Saturday, September 03, 2016

The Sunday Poet: Jared Smith

Jared Smith

That Night in '41

It was their eyes that always got me,
flat and unblinking as dinner plates
or as the coins we traded in markets,
but come from the deep with something
horrible endless dredged up to the light,
to be thrown dead naked on dinner plates.
You eat what you can get, I know, but
the scales themselves catch in your throat
when everything you eat comes from dark
and is drawn to the light you spread, and
nothing comes from the land you can see.

That night the blossoms bloomed at sea was
like so many nights our lads set the nets
and lit the diesel driven lights above them,
and the ever hungry water hissed beneath,
as the nets played out and the shrimp rose
drawn to an artificial dawn, and the great fish,
those that knew the eternal darkness of life,
rose to the light that filled their lidless eyes
and thrashed in the final spectacle of death
drawn to the elusive light that gave them life,
trapped thrashing into a world of demons,

The blossoms bloomed at sea distant while
I watched, first one and then an hour later another,
so that I held my girl in wonder on the beach
asking what was that and what was that, holding
each others hands as we watched the fairy lights
those trawlers carried on their rigging burst,
becoming flames that lit those floating cities
on the beaches back in October of 1941. The next
day, that fast, the trawlers knew to dark their lights
but the bodies of some of our Town-folk came in
smelling of the world of commerce and of Europe
and their eyes like those of fish filled with memory.

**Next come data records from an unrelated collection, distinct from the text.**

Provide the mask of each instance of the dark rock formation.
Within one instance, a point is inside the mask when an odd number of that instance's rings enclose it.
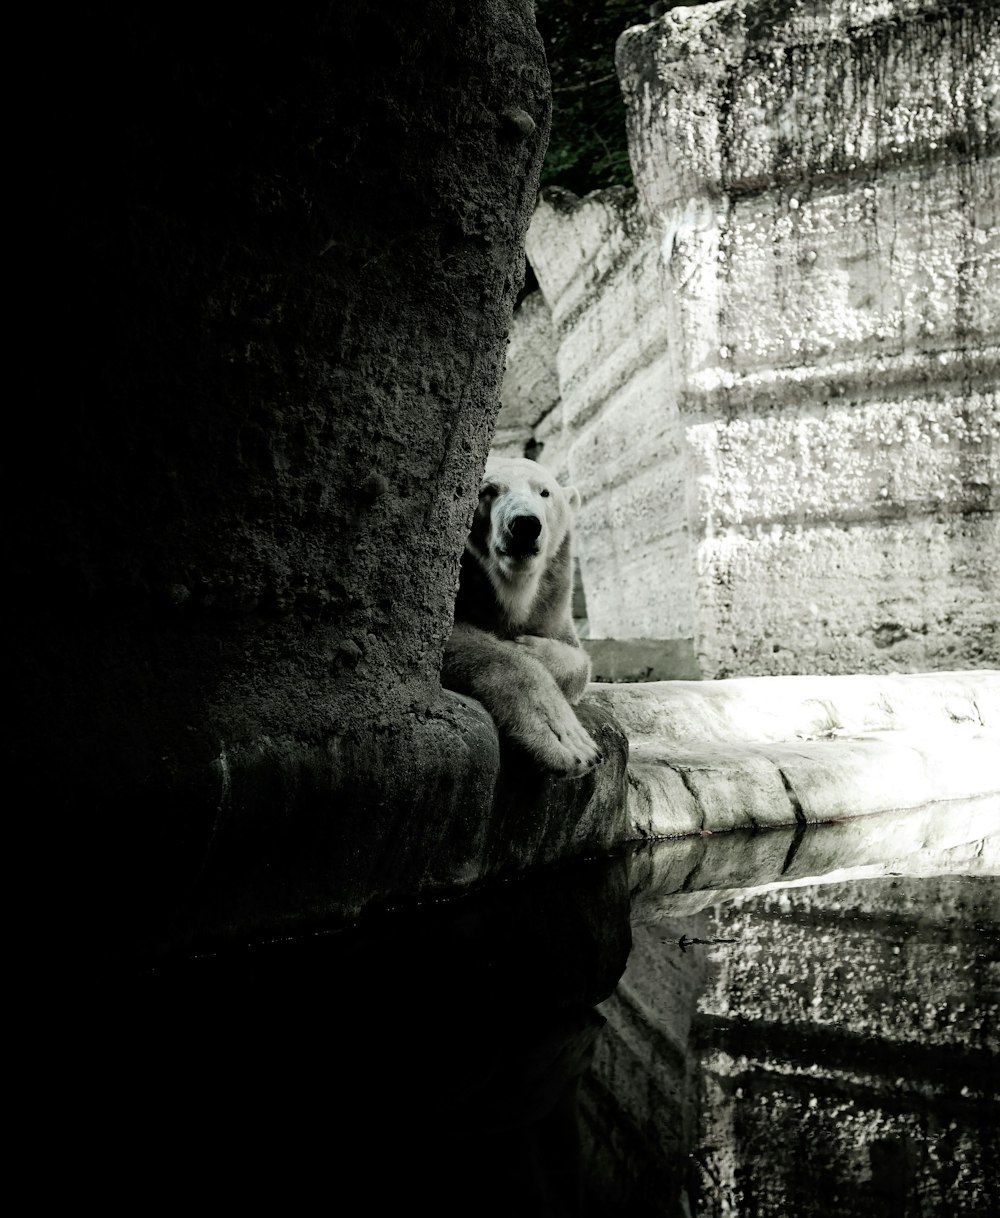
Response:
[[[469,882],[496,734],[438,673],[547,139],[531,4],[97,4],[26,45],[14,744],[79,929]]]

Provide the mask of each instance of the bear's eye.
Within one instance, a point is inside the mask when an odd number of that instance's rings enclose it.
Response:
[[[541,495],[541,497],[542,497],[543,499],[548,499],[548,497],[549,497],[549,492],[548,492],[548,491],[539,491],[538,493]]]

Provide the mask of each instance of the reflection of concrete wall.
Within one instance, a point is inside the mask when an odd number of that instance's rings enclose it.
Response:
[[[717,907],[699,1213],[996,1213],[998,919],[962,877]]]
[[[941,868],[967,865],[952,853]],[[703,895],[685,881],[673,907]],[[998,1212],[998,934],[997,879],[961,873],[634,925],[583,1093],[590,1195],[701,1218]]]
[[[698,1130],[698,1063],[691,1027],[704,988],[708,914],[633,928],[632,952],[581,1095],[586,1189],[594,1212],[683,1213]]]
[[[708,677],[1000,662],[1000,15],[885,7],[629,31],[637,198],[536,211],[594,637]]]

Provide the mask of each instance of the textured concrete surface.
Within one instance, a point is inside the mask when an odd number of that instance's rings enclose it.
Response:
[[[589,622],[588,622],[589,625]],[[690,639],[591,639],[593,679],[601,683],[698,680],[698,661]]]
[[[536,429],[539,460],[563,465],[583,500],[589,633],[693,638],[689,589],[664,578],[692,562],[686,456],[665,392],[673,374],[659,252],[635,192],[543,191],[527,250],[558,344],[558,429]]]
[[[492,451],[530,456],[535,429],[554,411],[558,416],[559,376],[552,314],[541,292],[526,296],[514,313],[500,393],[500,413]],[[556,418],[551,420],[556,422]]]
[[[983,801],[1000,827],[1000,672],[592,685],[629,738],[637,838]]]
[[[618,69],[636,193],[544,192],[527,240],[591,637],[996,666],[1000,12],[726,0]]]

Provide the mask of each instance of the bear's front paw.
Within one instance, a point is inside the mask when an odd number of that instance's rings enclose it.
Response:
[[[600,749],[575,715],[572,724],[567,724],[556,736],[564,753],[563,772],[567,778],[582,778],[603,760]]]
[[[601,752],[569,704],[538,708],[522,738],[546,769],[566,778],[581,778],[601,761]]]

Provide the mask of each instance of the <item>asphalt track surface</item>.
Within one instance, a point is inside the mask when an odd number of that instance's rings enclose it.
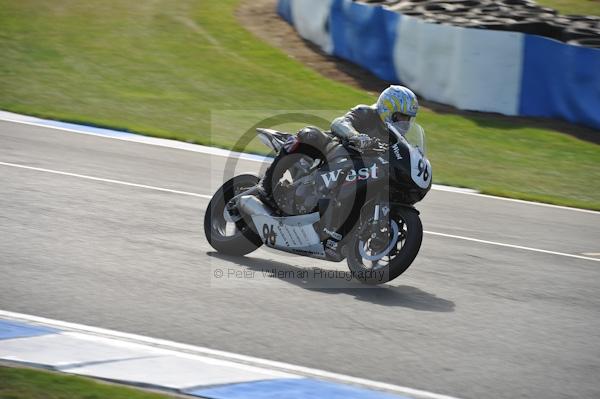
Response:
[[[463,398],[600,397],[598,261],[430,233],[363,288],[323,278],[345,263],[216,254],[202,221],[224,157],[0,122],[0,162],[2,310]],[[599,213],[434,190],[418,208],[429,232],[600,259],[582,255]]]

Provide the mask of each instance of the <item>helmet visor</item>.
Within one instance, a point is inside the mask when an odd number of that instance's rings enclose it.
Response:
[[[401,112],[394,112],[392,114],[392,125],[404,136],[412,126],[414,119],[413,116]]]

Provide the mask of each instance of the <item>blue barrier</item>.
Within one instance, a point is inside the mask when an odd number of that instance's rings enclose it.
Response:
[[[292,7],[290,4],[291,0],[279,0],[277,2],[277,14],[285,19],[289,24],[294,24],[292,20]]]
[[[600,50],[526,35],[519,114],[600,129]]]
[[[398,81],[393,49],[399,14],[382,7],[335,0],[329,16],[333,54],[377,77]]]

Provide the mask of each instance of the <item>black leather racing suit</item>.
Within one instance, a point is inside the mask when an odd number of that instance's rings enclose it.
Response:
[[[331,132],[345,139],[363,133],[385,140],[388,134],[375,105],[357,105],[346,115],[334,119],[331,123]]]
[[[360,133],[378,139],[387,137],[387,129],[374,105],[357,105],[345,115],[334,119],[331,123],[331,133],[345,140],[351,140],[353,136]],[[312,158],[316,158],[319,154],[325,152],[325,147],[330,142],[331,137],[316,127],[306,127],[300,130],[293,139],[290,139],[283,146],[273,163],[265,171],[265,176],[262,179],[263,197],[265,197],[263,199],[271,202],[273,183],[275,183],[273,174],[281,158],[291,153],[306,153]]]

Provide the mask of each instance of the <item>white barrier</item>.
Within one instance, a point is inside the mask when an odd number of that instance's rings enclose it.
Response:
[[[292,18],[298,34],[326,53],[333,52],[333,41],[328,30],[332,0],[291,0]]]
[[[436,25],[403,16],[394,46],[398,78],[459,109],[517,115],[523,34]]]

We read then of the U-Boats off the coast of Coney Island
at night and the shape of freighters caught in the light
of amusement parks, and we learned to eat less
like the Great Depression that blew in from Arizona
and filled the sky over Washington. We were afraid,
but still town is town and you do what you must do.

----Jared Smith  ( Originally published in the Malpais Review) 

*** Smith is an editor at the Turtle Island Quarterly and on the board of the New York Quarterly. His poetry and prose have been widely published.